Соломин ссутулился, словно реплика Марека была ему не приятна.

В прихожей неожиданно возникло движение, хотя звука открываемой входной двери не было слышно. Кто-то топнул. В шорохе одежды прозвучали несколько неразборчивых слов. Блеснул свет, и со свечой на кухню вломились двое, мгновенно заполнив ее собой и сопровождающими их тенями.

– Николай Эрнестович, видео.

Из рук в руки перекочевал телефон. Марек удостоился пожатия ладони и вопроса, за который уже хотелось убить:

– Как вы?

– Плохо.
– сказал он.
– Или вы ожидали, что хорошо?

Извините.

Свиблов сел рядом с Соломиным. Замыкая проплешину стола, между ним и Мареком втиснулся Дима, от которого горько пахло костром и совсем тонко - пивом.

– Камера с аптеки, - сказал он.
– Успели скопировать до изъятия. Едва не разминулись с полицией.

– Как включить?
– спросил Соломин.

– Дайте.

Свиблов взял телефон, включил его и, покопавшись в значках, запустил проигрыватель видеофайлов.

– Вот.

Вчетвером они склонились над экраном.

Звука не было, но изображение оказалось цветным и на удивление сносным. Денег на камеру фармацевты не пожалели.
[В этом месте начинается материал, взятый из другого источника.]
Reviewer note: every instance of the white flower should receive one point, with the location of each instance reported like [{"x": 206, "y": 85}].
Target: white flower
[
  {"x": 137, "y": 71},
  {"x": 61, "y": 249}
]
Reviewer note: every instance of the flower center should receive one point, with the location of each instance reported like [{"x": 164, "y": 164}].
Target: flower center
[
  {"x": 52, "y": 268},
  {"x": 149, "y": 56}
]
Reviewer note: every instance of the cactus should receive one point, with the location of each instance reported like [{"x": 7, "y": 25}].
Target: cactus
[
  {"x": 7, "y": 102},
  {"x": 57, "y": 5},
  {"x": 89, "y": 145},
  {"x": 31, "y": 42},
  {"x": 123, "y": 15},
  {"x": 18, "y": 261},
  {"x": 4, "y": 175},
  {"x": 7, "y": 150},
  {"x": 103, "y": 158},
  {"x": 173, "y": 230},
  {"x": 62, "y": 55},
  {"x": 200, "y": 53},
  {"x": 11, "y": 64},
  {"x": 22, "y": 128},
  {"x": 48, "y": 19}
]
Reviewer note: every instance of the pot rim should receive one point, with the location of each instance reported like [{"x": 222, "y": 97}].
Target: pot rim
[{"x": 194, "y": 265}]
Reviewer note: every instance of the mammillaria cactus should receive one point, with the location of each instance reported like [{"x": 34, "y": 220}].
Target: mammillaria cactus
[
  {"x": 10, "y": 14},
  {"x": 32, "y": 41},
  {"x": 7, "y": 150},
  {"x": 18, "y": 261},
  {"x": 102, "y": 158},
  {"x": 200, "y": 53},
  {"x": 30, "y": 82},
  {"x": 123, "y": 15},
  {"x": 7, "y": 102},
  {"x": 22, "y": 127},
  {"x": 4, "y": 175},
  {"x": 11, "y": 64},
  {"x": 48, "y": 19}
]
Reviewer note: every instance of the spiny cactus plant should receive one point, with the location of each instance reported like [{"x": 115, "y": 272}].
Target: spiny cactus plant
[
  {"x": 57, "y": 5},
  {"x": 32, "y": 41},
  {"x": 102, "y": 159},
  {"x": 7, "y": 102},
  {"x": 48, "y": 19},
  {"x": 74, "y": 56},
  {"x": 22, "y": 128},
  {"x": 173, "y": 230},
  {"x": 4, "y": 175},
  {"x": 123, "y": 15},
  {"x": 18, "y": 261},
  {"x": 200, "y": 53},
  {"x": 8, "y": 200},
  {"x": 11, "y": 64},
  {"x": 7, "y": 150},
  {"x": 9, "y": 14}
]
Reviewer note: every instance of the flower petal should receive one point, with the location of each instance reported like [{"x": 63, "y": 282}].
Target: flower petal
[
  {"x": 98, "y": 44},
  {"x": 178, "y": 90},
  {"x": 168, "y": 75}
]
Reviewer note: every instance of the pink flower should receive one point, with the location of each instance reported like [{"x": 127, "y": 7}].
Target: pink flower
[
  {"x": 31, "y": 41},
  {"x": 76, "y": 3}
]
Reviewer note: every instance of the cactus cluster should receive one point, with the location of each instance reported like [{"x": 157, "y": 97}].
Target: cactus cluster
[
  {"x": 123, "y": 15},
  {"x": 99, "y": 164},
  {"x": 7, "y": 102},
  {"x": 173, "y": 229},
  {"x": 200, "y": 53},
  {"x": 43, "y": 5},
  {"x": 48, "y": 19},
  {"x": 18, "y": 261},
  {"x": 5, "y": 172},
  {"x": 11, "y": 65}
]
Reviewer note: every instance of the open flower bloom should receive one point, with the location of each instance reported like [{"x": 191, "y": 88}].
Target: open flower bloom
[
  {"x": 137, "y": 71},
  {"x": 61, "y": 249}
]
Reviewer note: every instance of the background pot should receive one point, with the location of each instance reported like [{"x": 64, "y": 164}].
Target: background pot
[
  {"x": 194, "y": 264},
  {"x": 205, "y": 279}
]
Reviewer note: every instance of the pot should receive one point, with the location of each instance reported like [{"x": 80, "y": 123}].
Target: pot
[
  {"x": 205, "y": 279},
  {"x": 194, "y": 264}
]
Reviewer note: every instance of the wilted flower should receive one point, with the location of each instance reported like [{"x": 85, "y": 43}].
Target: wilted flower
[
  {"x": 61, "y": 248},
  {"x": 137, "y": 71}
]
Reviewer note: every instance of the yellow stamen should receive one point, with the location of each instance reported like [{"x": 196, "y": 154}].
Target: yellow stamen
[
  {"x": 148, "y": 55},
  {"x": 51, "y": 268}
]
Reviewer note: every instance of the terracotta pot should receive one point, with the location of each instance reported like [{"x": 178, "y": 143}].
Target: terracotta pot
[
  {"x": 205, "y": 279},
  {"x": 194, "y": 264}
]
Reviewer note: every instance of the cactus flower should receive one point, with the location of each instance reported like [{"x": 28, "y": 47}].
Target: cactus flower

Объектив захватывал аптечное крыльцо, дорожный знак, метров десять проезжей части и асфальтовый 'карман' на противоположной стороне улицы, за которым вырастало здание с пыльным внутренним двориком.

– Это какая улица?
– спросил Соломин.

– Депутатская. Бывшая Талалихина, - сказал Свиблов.

– А дом?

– Один из расселенных. Какая-то международная ассоциация купила участок.